Ingalls pushed back, saying he, his wife and children had to go into hiding because of the threats. “There’s nothing laughable about that,” he said.

Another Washington Attomwaffen member convicted in the swatting, Taylor Ashley Parker-Dipeppe, 21, said through his attorney that he found Atomwaffen online after a “horrific childhood” during which he was bullied for coming out as transgender.

He was released after a year in jail.

“At least one of these men were very forthcoming,” said Seattle City Attorney Pete Holmes, whose office helped detain Cole as a threat. “My hope is we’re learning more about how to combat these guys.”

Denton struggled socially as well, his attorney Andrew Stewart said in court. He found Atomwaffen online in 2016, according to court records, and became an intense advocate for the work of a once-obscure neo-Nazi named James Mason.

Denton on Tuesday apologized for the swatting and said he did “not plan on going back to any groups like Atomwaffen.” But Stewart acknowledged that his client “retains a portion of the ideology,” adding that Denton is engaged in therapeutic interventions to move out of racist extremism.
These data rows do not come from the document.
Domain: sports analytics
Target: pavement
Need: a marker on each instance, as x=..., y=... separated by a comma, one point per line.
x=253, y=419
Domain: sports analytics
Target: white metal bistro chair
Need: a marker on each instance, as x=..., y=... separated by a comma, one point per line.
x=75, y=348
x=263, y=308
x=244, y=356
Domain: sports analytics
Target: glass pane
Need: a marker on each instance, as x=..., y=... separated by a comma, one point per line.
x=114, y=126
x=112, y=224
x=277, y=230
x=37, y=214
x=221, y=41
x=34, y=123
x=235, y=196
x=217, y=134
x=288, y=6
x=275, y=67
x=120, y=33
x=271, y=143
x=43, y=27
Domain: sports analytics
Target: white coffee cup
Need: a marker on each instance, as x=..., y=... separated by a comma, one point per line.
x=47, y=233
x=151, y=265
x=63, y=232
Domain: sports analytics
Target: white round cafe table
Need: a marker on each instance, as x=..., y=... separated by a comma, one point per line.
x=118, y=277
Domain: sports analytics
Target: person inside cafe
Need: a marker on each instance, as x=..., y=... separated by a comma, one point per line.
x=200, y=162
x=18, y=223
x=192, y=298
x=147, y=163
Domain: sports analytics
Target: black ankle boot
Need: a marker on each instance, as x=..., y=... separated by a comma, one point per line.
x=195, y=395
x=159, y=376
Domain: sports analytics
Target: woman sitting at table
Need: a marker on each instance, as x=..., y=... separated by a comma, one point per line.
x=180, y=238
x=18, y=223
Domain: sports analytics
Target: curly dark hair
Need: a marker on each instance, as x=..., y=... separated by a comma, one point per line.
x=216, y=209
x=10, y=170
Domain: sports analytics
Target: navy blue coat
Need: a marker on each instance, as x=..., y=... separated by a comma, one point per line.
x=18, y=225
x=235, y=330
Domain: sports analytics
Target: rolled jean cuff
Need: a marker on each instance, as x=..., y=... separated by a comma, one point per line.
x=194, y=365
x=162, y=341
O’Grady said he hoped Denton would learn “we are all created equal and we should all be treated equal.”

While Atomwaffen’s leaders and high-profile adherents may be behind bars, experts say the group succeeded in elevating Mason and support for a war against non-White people.

“They really were the forerunners in helping breathe life into this ideology that will remain and that won’t disappear,” said Joanna Mendelson, associate director of the Center on Extremism for the Anti-Defamation League.
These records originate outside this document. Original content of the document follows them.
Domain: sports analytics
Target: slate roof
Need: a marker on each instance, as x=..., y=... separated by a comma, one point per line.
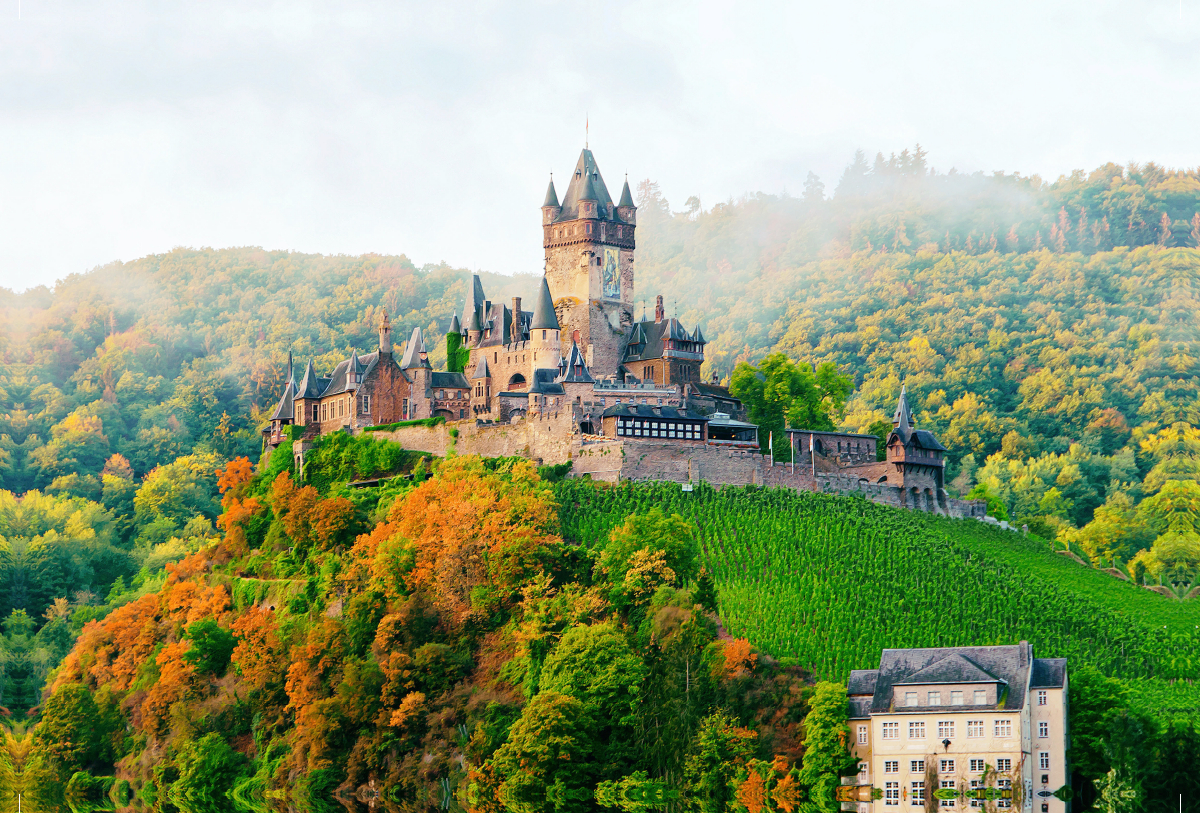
x=859, y=708
x=283, y=410
x=648, y=338
x=1007, y=664
x=1049, y=673
x=544, y=317
x=414, y=351
x=310, y=385
x=586, y=185
x=544, y=383
x=646, y=410
x=862, y=681
x=955, y=668
x=575, y=368
x=627, y=199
Atomwaffen’s influence is also seen in the rise of the Order of Nine Angles, a British movement that combines neo-Nazi and satanic beliefs.

Last month, when Atomwaffen and the National Socialist Order were banned in the United Kingdom, the anti-extremist group Hope not Hate responded in a statement that while Atomwaffen was “past its peak,” support for the Order of Nine Angles was rising.

A former U.S. soldier accused of plotting an attack last summer on his fellow service members overseas did so with O9A supporters in an online chat called “Rapewaffen,” an Atomwaffen offshoot, according to court records. That case is pending.

“The Ku Klux Klan was decimated in the 1970s by the FBI, but it didn’t make the ideology go away,” said Tom O’Connor, a former FBI special agent who worked in domestic terrorism. “Now neo-Nazis are ascendant.”

Crackdowns by law enforcement and by tech companies have pushed them off mainstream platforms, but that also makes their activities harder to track, Mendelson said.

“With the greater spotlight on their activities, the repercussions of that is that they are operating less in the open and more in these clandestine spaces,” she said.

Even at its peak, Atomwaffen only had between a few dozen and 100 adherents across the country. Mendelson and other experts say what made the group dangerous was the extreme violence it encouraged.

Audrey Kurth Cronin, a professor at American University, said what concerns her is the way fringe groups like Atomwaffen are being embraced by the broader far-right. Neo-Nazis marched with militias and other groups at protests, she said, and they all came together during the Jan. 6 attack on the U.S. Capitol.

Racist symbols were displayed throughout the crowd during the Capitol riot, and the Anti-Defamation League has identified 12 of those arrested as white supremacists.

“There used to be a distinction between those who were anti-government and those who were neo-Nazis, but it’s a broad tent right now,” Cronin said. “They’re united under a kind of broad fascist front.”